Aidan usa as nozes de galha para fazer tinta e começa a ensinar Brendan a desenhar. Vendo seu progresso, ele admite que Brendan terá que completar o Livro, pois a idade avançada de Aidan está afetando sua visão e habilidade de desenho. Apesar do talento de Brendan, ele precisa do Olho de Colmcille, uma lente de aumento de cristal, para o desenho final. Tal cristal pertencia a St. Colmcille, mas durante a fuga de Aidan de Iona, foi perdido e quebrado pelos vikings. Brendan reconhece o cristal como pertencente a Crom e tenta voltar para sua caverna, mas é apreendido por Cellach e confinado em seu quarto. Libertado por Aisling e Pangur Bán, Brendan vai até a caverna de Crom e convence Aisling a ajudá-lo a passar pela entrada bloqueada, durante a qual Aisling parece ser consumida. Brendan se envolve em batalha com Crom, que se parece com uma cobra, e consegue arrancar seu olho restante, deixando Crom para se consumir cega e perpetuamente . Ao retornar à entrada da caverna, Brendan encontra a floresta coberta de flores brancas.
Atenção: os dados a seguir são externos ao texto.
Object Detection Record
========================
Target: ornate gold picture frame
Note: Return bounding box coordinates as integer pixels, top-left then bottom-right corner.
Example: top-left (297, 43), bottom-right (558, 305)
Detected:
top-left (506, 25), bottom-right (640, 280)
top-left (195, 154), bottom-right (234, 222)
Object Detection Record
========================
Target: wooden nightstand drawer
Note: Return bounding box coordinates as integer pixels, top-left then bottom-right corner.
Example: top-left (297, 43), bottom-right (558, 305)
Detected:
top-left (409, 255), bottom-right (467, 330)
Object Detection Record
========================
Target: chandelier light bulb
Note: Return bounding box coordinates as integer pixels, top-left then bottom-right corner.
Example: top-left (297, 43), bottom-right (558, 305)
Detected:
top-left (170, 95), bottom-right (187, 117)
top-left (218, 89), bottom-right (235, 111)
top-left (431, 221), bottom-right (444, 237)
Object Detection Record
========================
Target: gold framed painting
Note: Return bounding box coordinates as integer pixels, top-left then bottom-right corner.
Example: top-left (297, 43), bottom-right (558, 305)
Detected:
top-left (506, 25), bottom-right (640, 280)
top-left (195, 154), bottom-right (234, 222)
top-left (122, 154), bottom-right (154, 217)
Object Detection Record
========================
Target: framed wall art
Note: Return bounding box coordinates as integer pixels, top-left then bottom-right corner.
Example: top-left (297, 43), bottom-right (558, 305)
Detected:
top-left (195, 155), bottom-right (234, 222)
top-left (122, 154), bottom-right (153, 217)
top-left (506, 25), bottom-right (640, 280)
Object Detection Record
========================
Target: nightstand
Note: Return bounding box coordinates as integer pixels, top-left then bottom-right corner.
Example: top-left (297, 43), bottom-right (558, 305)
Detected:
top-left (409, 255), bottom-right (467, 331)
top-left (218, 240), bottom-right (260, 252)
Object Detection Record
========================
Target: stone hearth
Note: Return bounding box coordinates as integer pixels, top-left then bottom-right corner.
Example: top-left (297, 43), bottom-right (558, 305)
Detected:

Brendan retorna à abadia e continua a ajudar Aidan com o novo Olho de Colmcille em segredo, observado com entusiasmo pelos irmãos do mosteiro. Um mensageiro ferido, vindo de fora, avisa Cellach que os vikings estão se aproximando. À medida que os vikings penetram mais nas terras irlandesas, a abadia se torna um santuário para mais refugiados das terras vizinhas. No inverno, todo o terreno da abadia é coberto por um acampamento de refugiados. Cellach descobre Brendan e Aidan no scriptorium e, com raiva, arranca uma página que Brendan havia criado antes de trancar os dois lá dentro. Os vikings arrombam o portão da frente e invadem o mosteiro, matando todos do lado de fora da capela e ferindo Cellach gravemente. Brendan e Aidan escapam dos vikings usando seu processo de fabricação de tinta para criar uma cortina de fumaça, mas se veem incapazes de ajudar Cellach ou qualquer outra pessoa e fogem para a floresta com o Livro em mãos. Os vikings capturam os dois e removem as páginas do Livro, levando apenas a capa adornada com joias, antes de serem repelidos pelos lobos. Brendan se reúne brevemente com Aisling em sua forma de lobo enquanto coleta as páginas espalhadas.
Brendan e Aidan passam os anos seguintes no exílio, trabalhando para completar o Livro e pregando suas escrituras. Eventualmente, um Brendan adulto é guiado por Aisling de volta a Kells, onde se reencontra com o arrependido Cellach. Brendan usa a página que Cellach guardou para finalmente completar o livro, e os dois olham juntos, felizes, para o recém-batizado Livro de Kells .
O filme é baseado na história da origem do Livro de Kells , um manuscrito iluminado do Evangelho em latim , contendo os quatro Evangelhos do Novo Testamento localizado em Dublin , Irlanda. Ele também se baseia na mitologia celta ; exemplos incluem a inclusão de Crom Cruach , uma divindade irlandesa pré-cristã e a referência ao gênero poético de Aislings , no qual um poeta é confrontado por um sonho ou visão de uma vidente , na nomeação do espírito da floresta encontrado por Brendan. Semelhanças mitológicas mais amplas também foram comentadas, como paralelos entre a batalha metafísica de Brendan com Crom Cruach e o encontro subaquático de Beowulf com a mãe de Grendel.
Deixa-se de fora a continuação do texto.